As I was sitting at work the other day productively watching an aeroplane fly across the window I started to think of this problem.

If I measure the time it takes for the image of the plane to track across a known distance on the window I can quickly calculate a speed at which the image is travelling. Assuming I know the distance of the plane, how can I extrapolate its absolute velocity?

Is it as simple as using similar triangles to estimate the absolute distance that the plane has traveled in the measured time and calculating from that or do I need to get reference frames involved?

Obviously this approach assumes I can accurately estimate how far away a plane is...

 

[Borek]

Triangles should be enough.

 

[Hassan2]

If the flight direction is not parallel with the window, things may go a little more complicated.

 

[bill nye scienceguy!]

I was assuming that the travel was parallel to the window, in which case my triangles method is good enough.

If it were going into or away from the window, how would I go about it?
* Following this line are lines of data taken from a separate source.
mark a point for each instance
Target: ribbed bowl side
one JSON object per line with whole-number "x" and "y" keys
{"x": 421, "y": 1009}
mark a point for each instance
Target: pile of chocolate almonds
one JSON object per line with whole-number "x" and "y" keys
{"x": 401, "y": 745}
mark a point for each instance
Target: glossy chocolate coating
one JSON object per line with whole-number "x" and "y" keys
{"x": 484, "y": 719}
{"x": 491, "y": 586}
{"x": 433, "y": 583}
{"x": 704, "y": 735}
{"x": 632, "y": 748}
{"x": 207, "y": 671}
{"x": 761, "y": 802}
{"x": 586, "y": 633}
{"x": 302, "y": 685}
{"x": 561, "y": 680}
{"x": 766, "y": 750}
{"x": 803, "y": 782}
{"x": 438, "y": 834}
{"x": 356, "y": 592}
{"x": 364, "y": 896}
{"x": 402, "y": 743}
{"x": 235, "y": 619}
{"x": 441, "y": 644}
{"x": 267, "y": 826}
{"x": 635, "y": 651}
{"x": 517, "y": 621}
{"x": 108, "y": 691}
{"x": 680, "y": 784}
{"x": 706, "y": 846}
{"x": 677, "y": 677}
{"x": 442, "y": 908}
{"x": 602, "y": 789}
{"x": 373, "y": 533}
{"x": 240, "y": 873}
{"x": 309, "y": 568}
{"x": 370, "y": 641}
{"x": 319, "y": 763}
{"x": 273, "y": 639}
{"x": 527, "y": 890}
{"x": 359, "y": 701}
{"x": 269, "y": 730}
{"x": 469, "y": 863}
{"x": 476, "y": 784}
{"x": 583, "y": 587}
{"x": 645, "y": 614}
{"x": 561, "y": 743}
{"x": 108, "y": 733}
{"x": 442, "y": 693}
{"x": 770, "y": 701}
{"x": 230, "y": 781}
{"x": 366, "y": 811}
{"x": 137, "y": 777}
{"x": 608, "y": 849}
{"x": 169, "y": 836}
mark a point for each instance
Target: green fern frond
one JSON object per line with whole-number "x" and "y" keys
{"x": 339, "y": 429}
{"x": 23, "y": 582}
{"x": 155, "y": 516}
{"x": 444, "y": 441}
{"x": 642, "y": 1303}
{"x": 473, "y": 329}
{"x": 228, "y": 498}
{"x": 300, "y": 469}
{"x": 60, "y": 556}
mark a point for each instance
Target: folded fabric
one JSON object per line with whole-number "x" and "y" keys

I used to be pretty hot at transforming between different coordinate systems in 2d solid mechanics but dynamics was never my strong suit.

 

[Borek]

Still a triangle, just you will need two distances - one for each side of the window.

 

[Hassan2]

If you have the following data:

W: window width,
h: the distance from the viewer to the window,
β: the angle between the flight direction and the window ( positive angle when it is getting away from and negative when its coming toward the window)

t: the measured time
L: the distance from the viewer to the plane when it first appears in the window frame,

then for the speed v, you would come up with the following expression:

v=$\frac{4hWL}{t\sqrt{W^{2}+4h^{2}}}$$\frac{1}{4hcosβ-Wsinβ}$

It can be seen that for some large angles, v becomes infinite. This is because the plane doesn't disappear from the one sides of the window.